This week, Facebook and its subsidiaries Instagram and WhatsApp went down in an outage that lasted nearly 14 hours. Catchpoint, a user experience monitoring company, found that while the widespread outages began around 12 p.m. ET on Wednesday, they were preceded by a “micro-outage” that lasted 20 minutes.
The monitoring company has noticed an increased prevalence of these types of micro-outages — which are basically website or application outages that last only a brief period of time, typically less than an hour, and occur in specific geographies. Catchpoint co-founder and CEO Mehdi Daoudi referred to them as a “very laser-focused type of issue somewhere where basically only a portion of users are impacted.”
Catchpoint’s monitoring technology measures the performance — based on the speed and reliability — of websites, mobile sites, and applications. The main focus of its technology is to understand the user experience at these sites.
The Facebook incident, said Catchpoint, is an example of a micro-outage that developed into a more full-blown, widespread outage. The tools, however, are not yet able to prevent these micro-outages, but identifying them is a step toward more quickly solving them. The goal, said Daoudi, is early detection. In the future, the “throne of data we collect” could eventually help find patterns and relationships that predict when something bad is going to happen, he said.

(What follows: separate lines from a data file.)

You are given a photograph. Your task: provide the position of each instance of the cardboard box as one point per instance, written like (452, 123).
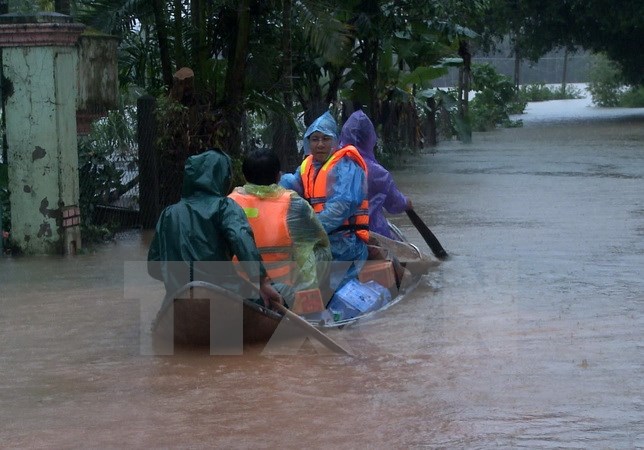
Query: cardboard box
(308, 301)
(382, 272)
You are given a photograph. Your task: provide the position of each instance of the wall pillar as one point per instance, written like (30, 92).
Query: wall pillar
(39, 67)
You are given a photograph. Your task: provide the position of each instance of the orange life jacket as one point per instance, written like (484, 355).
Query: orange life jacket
(315, 190)
(267, 218)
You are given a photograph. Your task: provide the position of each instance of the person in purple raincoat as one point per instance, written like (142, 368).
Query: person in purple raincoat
(359, 131)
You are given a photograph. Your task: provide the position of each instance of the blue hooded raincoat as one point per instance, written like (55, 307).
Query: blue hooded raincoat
(383, 193)
(346, 188)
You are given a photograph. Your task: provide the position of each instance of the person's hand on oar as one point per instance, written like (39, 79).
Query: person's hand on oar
(268, 293)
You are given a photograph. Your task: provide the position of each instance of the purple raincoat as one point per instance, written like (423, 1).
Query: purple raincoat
(383, 193)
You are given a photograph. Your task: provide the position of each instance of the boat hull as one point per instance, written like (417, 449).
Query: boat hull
(202, 314)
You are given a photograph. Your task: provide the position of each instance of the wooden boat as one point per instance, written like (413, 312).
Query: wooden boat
(187, 315)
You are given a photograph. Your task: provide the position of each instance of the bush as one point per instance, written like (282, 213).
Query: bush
(495, 100)
(632, 98)
(102, 155)
(541, 92)
(606, 82)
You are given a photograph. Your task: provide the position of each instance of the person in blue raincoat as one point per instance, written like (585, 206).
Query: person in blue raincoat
(334, 181)
(206, 226)
(359, 131)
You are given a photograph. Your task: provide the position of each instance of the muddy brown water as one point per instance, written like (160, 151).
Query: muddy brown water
(530, 336)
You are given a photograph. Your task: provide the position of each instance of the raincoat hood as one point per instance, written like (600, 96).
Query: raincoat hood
(325, 124)
(208, 173)
(358, 131)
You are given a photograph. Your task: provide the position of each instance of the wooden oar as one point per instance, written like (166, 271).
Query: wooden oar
(305, 326)
(311, 330)
(434, 245)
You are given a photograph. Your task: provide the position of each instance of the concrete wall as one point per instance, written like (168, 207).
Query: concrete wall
(41, 143)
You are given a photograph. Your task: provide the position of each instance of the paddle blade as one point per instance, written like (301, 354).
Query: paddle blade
(428, 236)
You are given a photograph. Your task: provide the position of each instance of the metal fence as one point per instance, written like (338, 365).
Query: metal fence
(548, 70)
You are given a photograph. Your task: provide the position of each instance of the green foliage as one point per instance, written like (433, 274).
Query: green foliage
(633, 98)
(606, 82)
(608, 86)
(540, 92)
(496, 98)
(102, 155)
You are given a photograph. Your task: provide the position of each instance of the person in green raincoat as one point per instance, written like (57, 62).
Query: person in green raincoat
(294, 246)
(204, 226)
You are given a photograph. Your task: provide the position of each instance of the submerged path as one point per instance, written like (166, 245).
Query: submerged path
(530, 335)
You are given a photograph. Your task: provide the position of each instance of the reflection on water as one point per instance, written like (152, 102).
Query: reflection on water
(530, 335)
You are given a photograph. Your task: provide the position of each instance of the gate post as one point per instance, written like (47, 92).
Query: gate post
(39, 64)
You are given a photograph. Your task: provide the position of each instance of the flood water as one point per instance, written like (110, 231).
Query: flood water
(530, 336)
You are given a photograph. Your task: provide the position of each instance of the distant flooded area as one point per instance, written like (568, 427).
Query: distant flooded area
(531, 335)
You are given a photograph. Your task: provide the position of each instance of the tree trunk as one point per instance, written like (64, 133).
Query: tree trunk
(158, 7)
(432, 137)
(235, 75)
(284, 140)
(179, 50)
(62, 6)
(464, 89)
(565, 72)
(199, 46)
(517, 68)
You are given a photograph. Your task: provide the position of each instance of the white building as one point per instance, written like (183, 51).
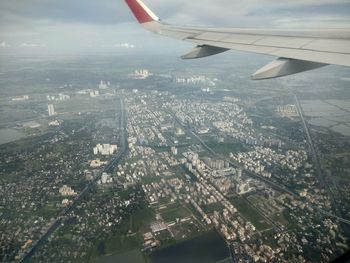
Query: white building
(67, 191)
(105, 149)
(51, 110)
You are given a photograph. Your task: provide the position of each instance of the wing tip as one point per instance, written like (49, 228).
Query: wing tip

While widespread outages are more obviously impactful to a company’s bottom line, Daoudi noted that micro-outages can still have major repercussions for an organization’s service level agreements (SLAs) and revenues.
Facebook tweeted after the outage that the incident was “a result of a server configuration change.” There was some speculation that the blackout was caused by a hack or cyberattack, but the company denied that claim.

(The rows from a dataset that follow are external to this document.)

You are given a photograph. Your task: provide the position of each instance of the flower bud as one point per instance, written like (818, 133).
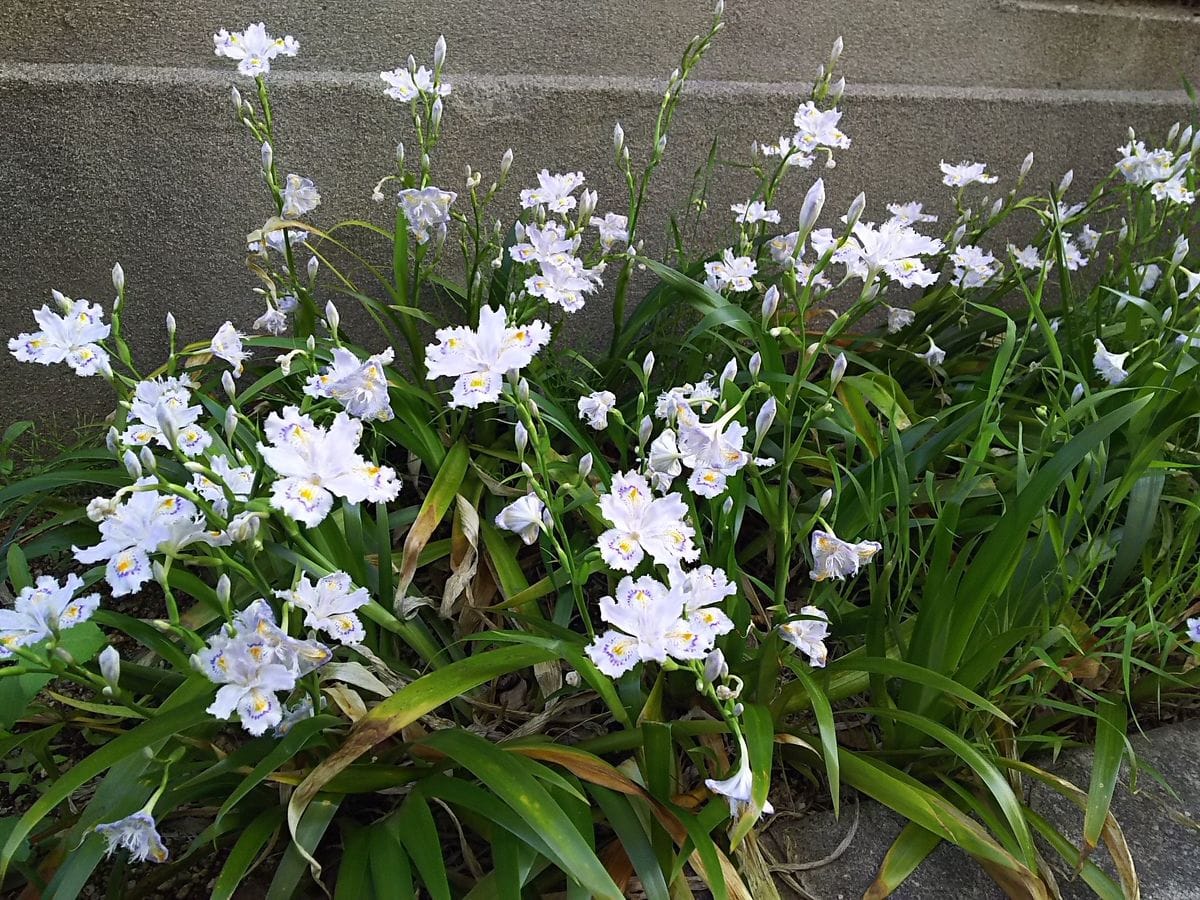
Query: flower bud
(131, 463)
(1026, 165)
(1181, 250)
(648, 364)
(64, 654)
(755, 364)
(244, 527)
(837, 89)
(588, 201)
(729, 373)
(645, 430)
(715, 667)
(814, 202)
(111, 670)
(856, 210)
(765, 419)
(769, 301)
(838, 371)
(167, 425)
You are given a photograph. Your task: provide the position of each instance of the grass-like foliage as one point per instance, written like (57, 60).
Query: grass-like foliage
(425, 601)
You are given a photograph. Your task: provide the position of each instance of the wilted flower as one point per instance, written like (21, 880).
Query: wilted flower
(816, 129)
(136, 833)
(162, 413)
(1027, 257)
(753, 213)
(299, 197)
(552, 191)
(227, 346)
(808, 635)
(899, 318)
(564, 281)
(480, 358)
(738, 787)
(406, 85)
(525, 516)
(545, 244)
(43, 610)
(253, 48)
(730, 271)
(359, 385)
(935, 355)
(613, 229)
(238, 480)
(910, 213)
(835, 558)
(145, 523)
(426, 210)
(329, 606)
(973, 267)
(1109, 365)
(594, 408)
(965, 173)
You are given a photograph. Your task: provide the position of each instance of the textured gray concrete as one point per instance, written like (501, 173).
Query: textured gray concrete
(1002, 43)
(129, 151)
(1163, 833)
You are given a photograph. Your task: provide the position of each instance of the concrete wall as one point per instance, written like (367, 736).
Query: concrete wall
(117, 141)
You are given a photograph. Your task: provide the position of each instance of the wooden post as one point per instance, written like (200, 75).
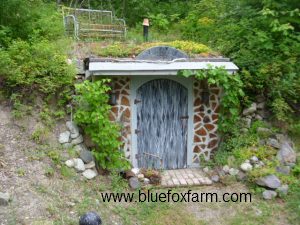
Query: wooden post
(146, 29)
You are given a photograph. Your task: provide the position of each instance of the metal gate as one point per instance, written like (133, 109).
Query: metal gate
(162, 109)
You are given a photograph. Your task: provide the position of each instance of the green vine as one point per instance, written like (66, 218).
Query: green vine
(231, 86)
(92, 113)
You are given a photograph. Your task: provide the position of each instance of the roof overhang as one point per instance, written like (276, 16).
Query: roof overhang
(143, 68)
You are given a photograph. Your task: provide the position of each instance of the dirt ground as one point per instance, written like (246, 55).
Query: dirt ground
(43, 192)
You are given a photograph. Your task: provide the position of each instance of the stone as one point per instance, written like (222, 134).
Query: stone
(250, 110)
(89, 174)
(206, 170)
(67, 145)
(268, 194)
(140, 176)
(258, 117)
(64, 137)
(79, 165)
(262, 142)
(72, 127)
(246, 122)
(70, 163)
(90, 165)
(86, 155)
(261, 105)
(4, 199)
(283, 190)
(254, 159)
(134, 183)
(283, 169)
(244, 130)
(263, 131)
(286, 154)
(73, 136)
(241, 176)
(233, 171)
(129, 174)
(88, 141)
(77, 140)
(273, 143)
(90, 218)
(146, 181)
(270, 181)
(226, 169)
(135, 170)
(215, 178)
(246, 167)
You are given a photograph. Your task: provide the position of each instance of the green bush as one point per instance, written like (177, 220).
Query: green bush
(35, 67)
(92, 113)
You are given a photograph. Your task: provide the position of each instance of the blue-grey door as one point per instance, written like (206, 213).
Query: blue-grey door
(162, 109)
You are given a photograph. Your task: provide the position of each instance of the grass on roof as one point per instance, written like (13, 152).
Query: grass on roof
(121, 49)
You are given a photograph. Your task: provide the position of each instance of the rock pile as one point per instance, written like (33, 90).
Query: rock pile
(142, 178)
(73, 139)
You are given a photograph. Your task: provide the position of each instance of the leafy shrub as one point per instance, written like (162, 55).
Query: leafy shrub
(92, 114)
(159, 21)
(38, 66)
(233, 92)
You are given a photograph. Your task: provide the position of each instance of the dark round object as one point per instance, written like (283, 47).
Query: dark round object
(90, 218)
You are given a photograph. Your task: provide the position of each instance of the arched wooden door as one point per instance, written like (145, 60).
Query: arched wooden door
(162, 109)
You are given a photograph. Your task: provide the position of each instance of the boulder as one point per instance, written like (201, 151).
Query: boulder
(89, 174)
(73, 128)
(270, 181)
(90, 165)
(146, 181)
(86, 155)
(246, 166)
(70, 163)
(88, 141)
(205, 169)
(67, 145)
(140, 176)
(77, 140)
(226, 169)
(268, 194)
(4, 199)
(254, 159)
(261, 105)
(129, 174)
(135, 170)
(134, 183)
(241, 176)
(79, 165)
(250, 110)
(233, 171)
(283, 190)
(246, 122)
(258, 117)
(64, 137)
(215, 178)
(90, 218)
(273, 143)
(283, 169)
(286, 154)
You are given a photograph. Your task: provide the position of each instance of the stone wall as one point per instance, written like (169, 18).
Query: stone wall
(121, 112)
(205, 139)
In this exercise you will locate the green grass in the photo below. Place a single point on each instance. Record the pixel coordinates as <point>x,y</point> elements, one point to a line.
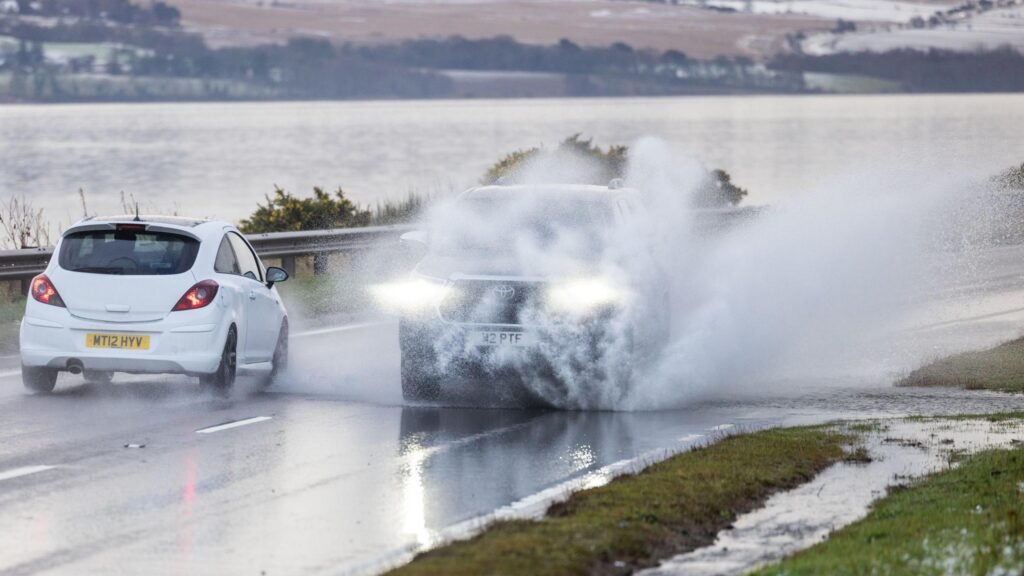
<point>965,521</point>
<point>10,318</point>
<point>670,507</point>
<point>1000,368</point>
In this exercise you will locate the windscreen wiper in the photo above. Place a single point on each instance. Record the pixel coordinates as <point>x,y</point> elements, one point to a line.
<point>100,270</point>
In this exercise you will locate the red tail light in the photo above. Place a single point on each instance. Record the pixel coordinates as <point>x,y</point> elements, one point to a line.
<point>198,296</point>
<point>43,291</point>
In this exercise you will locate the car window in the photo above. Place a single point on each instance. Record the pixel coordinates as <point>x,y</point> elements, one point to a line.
<point>226,261</point>
<point>248,262</point>
<point>127,252</point>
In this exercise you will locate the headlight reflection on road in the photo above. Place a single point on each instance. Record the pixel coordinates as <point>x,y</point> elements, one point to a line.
<point>411,295</point>
<point>414,500</point>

The Trend Toward Micro-Outages
Daoudi noted that at the advent of the World Wide Web, there were massive internet outages where a provider’s entire network would collapse. And while these still occur, they are less frequent “because things have gotten a lot more resilient and there is a lot more ISP [internet service provider] diversity.”
However, as these major outages have declined, there has been an increase in smaller, focused outages. This includes a Google outage last November where misconfigurations between Google, CloudFlare, and Nigerian ISP MainOne caused faulty redirects, which in turn caused certain Google services to be down over a 74-minute period.
Another example, also last November, impacted AT&T and AT&T wireless users. Those users were unable to access content served by CloudFront’s East Coast content delivery network (CDN) services via Telia.
According to Daoudi, people aren’t looking at these micro-outages well enough and the impact on the user-experience is not given due importance. “They are not spending time monitoring and detecting those small issues,” he said. “I think we’re all getting a little bit lazy.”
Daoudi noted that just “because there are no major internet outages these days, there is abundance of cloud infrastructure, [and] there are a lot of things that prevent or that stop some of these big issues that used to happen in the early days of the internet,” it doesn’t mean companies shouldn’t be looking. “Keep investing because customer experience is very important and it’s critical to keep investing in your early detection systems.”
More Micro-Outages or Better Tools?
One question poised to Daoudi was: Are these micro-outages actually occurring more or are the monitoring tools just getting better at seeing these types of outages?
He responded that equipment was indeed improving. “When you think about most companies, and specifically the groups or departments of those companies that do monitoring, there is a maturity evolution about what people care about,” Daoudi said.
In the past, monitoring centered around availability — answering the question: Is the network up or down? Then, it became more geared toward performance monitoring — answering the question: Is the application or service fast or slow? Now, Daoudi said companies are spending more time with multiple tools, “trying to understand the relationship between the business, and the IT telemetry, and the metrics that the IT systems are giving them.”
Which is why Catchpoint focuses on user experience with its monitoring tools, he said. And these micro-outages have a direct impact on the end-user. Basically, this boils down to access. For a retail site this could mean the end-user is unable to complete a purchase due to a micro outage, or in the AT&T case users were unable to access any site hosted by CloudFront.
“The customers don’t care if it’s a technical problem or not, all they care about is that brand didn’t provide me with an amazing customer experience,” said Daoudi. “And one of the things [Catchpoint] sees more and more is that a lot of companies realized that in the digital world we live in, customer experience is the product — ultimately, what makes or breaks a brand.”